Floating-point numbers: a love story

So we may as well kick off these blog entries in the spirit of blogging everywhere. That’s right, I am going to moan about something that means very little to the majority of human beings on the planet. I am going to complain about floating-point arithmetic.

For something like the 500th time since I started in this business they call science, I got to the bottom of a seemingly-bizarre coding problem today, only to find that it was being caused by the accuracy or floating point numbers. This may seem like an odd topic to pick on, but this is something that manages to crop up with depressing regularity and manifest itself in a thousand subtle and peculiar ways.

Before I get into the rant proper, though, let me explain what I’m talking about. Floating point numbers are what computers typically use to handle numbers that are not integers. Non-integers sound like the sort of thing that would be child’s play for a computer (or the unfortunate scientist bending it to his or her will) to handle: integers are whole numbers, and sometimes we need to handle halves or quarters, hundreths or pi. Surely this the computer just holds them all the same way?

Well, actually no. Ultimately, computers manipulate sequences of binary numbers. The split them into chunks, change them and move them around, then they send them to devices like screens and speakers that interpret these numbers and perform a function. Integers are just sequences of 1s and 0s that represent numbers. The computer knows how to translate binary into decimal and that’s that.

Any integer can be written in binary in a straightforward way. Think about the numer 149. Our decimal repressentation is really just a quick way of saying “one 100 plus four tens plus nine units” i.e. we’ve written a sum in powers of ten. We can do the same thing in powers of two: 149 in binary is 10010101. So many ones, twos, fours, eights and so on. The thing to notice here is that both representations are equivalent and completely accurate, it’s just that one is convenient for computers and the other for humans.

It all gets a lot more messy when you start thinking about non-integers. Think about a half: that’s 1/2, or 0.5 in familiar notation. It’s also 5×10^-1 in scientific notation. All fine so far, any schoolkid can tell you that 1/2 = 0.5. In fact, we can see the same idea at work here as with the integers: the decimal point tells you where the ones are and where the non-integer part of the number begins. Now we have an extension of the sum idea that we had before, zero ones plus 5 tenths and so on. Our notation for decimals works in the same way as our notation for integers, a sum over powers of ten.

So what if we ask the computer? You might think from what I’ve written so far that computers would use the same trick, only with powers of 2. So you could represent halves as negative powers of two, so that you have so many halves, plus so many quarters, so many eights and so on. It seems natural to think that computers would use binary decimals, something like 1100101.1100 for 104.75? In fact, things work a little differently, and this is the source of much chargrin to anyone who does any numerical work.

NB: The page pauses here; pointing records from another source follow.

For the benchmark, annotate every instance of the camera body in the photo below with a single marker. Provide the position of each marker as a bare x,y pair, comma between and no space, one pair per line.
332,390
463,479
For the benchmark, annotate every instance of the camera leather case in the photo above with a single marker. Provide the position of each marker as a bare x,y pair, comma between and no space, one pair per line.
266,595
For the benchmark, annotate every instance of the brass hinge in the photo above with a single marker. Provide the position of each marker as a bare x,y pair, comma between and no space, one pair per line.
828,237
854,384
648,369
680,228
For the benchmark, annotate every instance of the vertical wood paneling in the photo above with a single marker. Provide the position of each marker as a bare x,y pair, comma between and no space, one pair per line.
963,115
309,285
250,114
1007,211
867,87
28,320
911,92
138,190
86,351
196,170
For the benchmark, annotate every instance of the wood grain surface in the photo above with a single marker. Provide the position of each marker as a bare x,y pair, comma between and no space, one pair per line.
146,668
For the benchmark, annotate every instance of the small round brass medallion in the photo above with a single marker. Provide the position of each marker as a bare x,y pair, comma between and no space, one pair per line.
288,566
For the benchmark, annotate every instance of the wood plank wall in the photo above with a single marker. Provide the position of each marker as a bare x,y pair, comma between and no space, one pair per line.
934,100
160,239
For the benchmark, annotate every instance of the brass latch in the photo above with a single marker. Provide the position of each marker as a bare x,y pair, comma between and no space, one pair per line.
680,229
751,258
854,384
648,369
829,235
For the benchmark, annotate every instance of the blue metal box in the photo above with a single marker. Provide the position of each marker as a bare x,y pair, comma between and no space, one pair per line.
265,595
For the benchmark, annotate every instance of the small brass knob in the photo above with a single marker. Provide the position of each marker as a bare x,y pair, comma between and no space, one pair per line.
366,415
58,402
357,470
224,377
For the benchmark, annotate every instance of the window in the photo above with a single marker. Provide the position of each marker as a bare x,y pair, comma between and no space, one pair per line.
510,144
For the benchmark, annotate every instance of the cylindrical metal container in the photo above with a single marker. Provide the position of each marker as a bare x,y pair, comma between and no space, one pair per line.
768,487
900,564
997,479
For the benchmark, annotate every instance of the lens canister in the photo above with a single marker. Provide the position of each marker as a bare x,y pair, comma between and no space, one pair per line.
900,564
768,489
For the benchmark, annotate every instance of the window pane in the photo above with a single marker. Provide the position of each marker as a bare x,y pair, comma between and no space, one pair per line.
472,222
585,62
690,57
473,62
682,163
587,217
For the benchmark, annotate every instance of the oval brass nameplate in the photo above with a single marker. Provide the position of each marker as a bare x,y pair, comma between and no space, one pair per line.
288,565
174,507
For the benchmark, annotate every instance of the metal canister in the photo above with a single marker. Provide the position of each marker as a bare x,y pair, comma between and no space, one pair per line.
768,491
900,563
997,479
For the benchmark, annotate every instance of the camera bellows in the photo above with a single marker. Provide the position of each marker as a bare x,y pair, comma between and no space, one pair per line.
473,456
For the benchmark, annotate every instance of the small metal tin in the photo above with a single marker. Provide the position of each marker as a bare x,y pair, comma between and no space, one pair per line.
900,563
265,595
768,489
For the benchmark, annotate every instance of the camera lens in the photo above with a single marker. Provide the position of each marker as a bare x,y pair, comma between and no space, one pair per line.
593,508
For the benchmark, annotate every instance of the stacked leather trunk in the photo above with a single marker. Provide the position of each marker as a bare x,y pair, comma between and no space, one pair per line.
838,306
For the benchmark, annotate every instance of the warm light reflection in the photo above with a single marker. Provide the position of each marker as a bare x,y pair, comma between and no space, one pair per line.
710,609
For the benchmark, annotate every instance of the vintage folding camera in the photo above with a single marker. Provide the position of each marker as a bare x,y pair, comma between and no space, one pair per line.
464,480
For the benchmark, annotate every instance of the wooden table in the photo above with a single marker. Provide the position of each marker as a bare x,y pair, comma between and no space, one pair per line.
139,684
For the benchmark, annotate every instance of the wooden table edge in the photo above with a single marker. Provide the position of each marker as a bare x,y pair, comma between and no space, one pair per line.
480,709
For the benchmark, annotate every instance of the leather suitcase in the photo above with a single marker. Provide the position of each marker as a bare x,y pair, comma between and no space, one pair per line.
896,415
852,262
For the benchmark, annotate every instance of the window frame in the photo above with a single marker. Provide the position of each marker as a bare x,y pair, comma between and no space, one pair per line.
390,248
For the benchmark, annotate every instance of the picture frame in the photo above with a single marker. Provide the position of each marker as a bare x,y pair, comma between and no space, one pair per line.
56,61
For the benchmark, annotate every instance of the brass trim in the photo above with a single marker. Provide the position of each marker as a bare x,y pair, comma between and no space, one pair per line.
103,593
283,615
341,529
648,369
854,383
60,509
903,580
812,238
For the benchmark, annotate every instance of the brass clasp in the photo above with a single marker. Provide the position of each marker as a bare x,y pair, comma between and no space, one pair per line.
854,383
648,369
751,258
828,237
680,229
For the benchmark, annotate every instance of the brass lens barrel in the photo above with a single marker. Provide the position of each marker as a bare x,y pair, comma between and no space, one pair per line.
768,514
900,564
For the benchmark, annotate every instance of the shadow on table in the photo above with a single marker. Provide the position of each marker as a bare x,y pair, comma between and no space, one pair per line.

The snag with the sum system that I’ve talked about above is that it restricts you a little in terms of the range of numbers you can encapsulate in the computer. The numbers in a computer can only be of a certain, fixed length (this is part of what it means for a computer to be 32-bit or 64-bit — that’s how many digits there are in the number). So if we put a point somewhere, we’re immediately restricting the range and the accuracy of the numbers we can represent. Imagine, for a moment, I’m a programmer on an old-fashioned 16-bit machine. My numbers can only be 16-bits long, so my integers (assuming they aren’t signed) can go from 0 to 65,535. If I want to consider fractions and decimals then I need to put a point in there. Half way along and I have eight bits of range and other eight of accuracy, that’s 0 to 511 and down to 1/512. The largest number I can represent is 511 and the smallest is 0.001953125 which is a little restrictive.

The trick is to use something similar to scientific notation, i.e. 1.2 x 10^2 for 120 or 5 x 10^-1 for a half and so on. Now I split the number up into an exponent (the 2 or the -1) and mantissa (the 1.2 or the 5). So now I could have eight bits of mantissa and eight bits of exponent. Now my range is drastically expanded: If I have a signed exponent I can go up to 127 and down to -128: hundreds of quadrillions of quadrillions and so on down to the same number of zeros after the decimal place. This is how it worked in the 1970s and 80s, and this is how it still works now, albeit with more than 16 bits.

How wonderful! At a stroke I’ve expanded the range of numbers the computer can store vastly, and eliminated the restrictions of fixed point arithmetic! my 8 or 16 bit computer can now do far more, and with the IEEE standard in place for doing this, everyone agreed on a single method from one system to another. Hurrah for progress!

Well, not exactly. It’s true that floating point numbers enable you to increase you dynamic range, but there is a cost. I am only as accurate as the number of bits in my mantissa (1.2 or the 5). I can’t compare a hundred trillion to 1/1000, for example, the smaller number will get lost on the way. What’s more important, though, is that my numerical accuracy is dependent on how big my number is. In double precision I have 14 digits or so, and things can start getting dicey after the 11th or so. There are numbers I can’t represent, and these gaps occur unpredictably.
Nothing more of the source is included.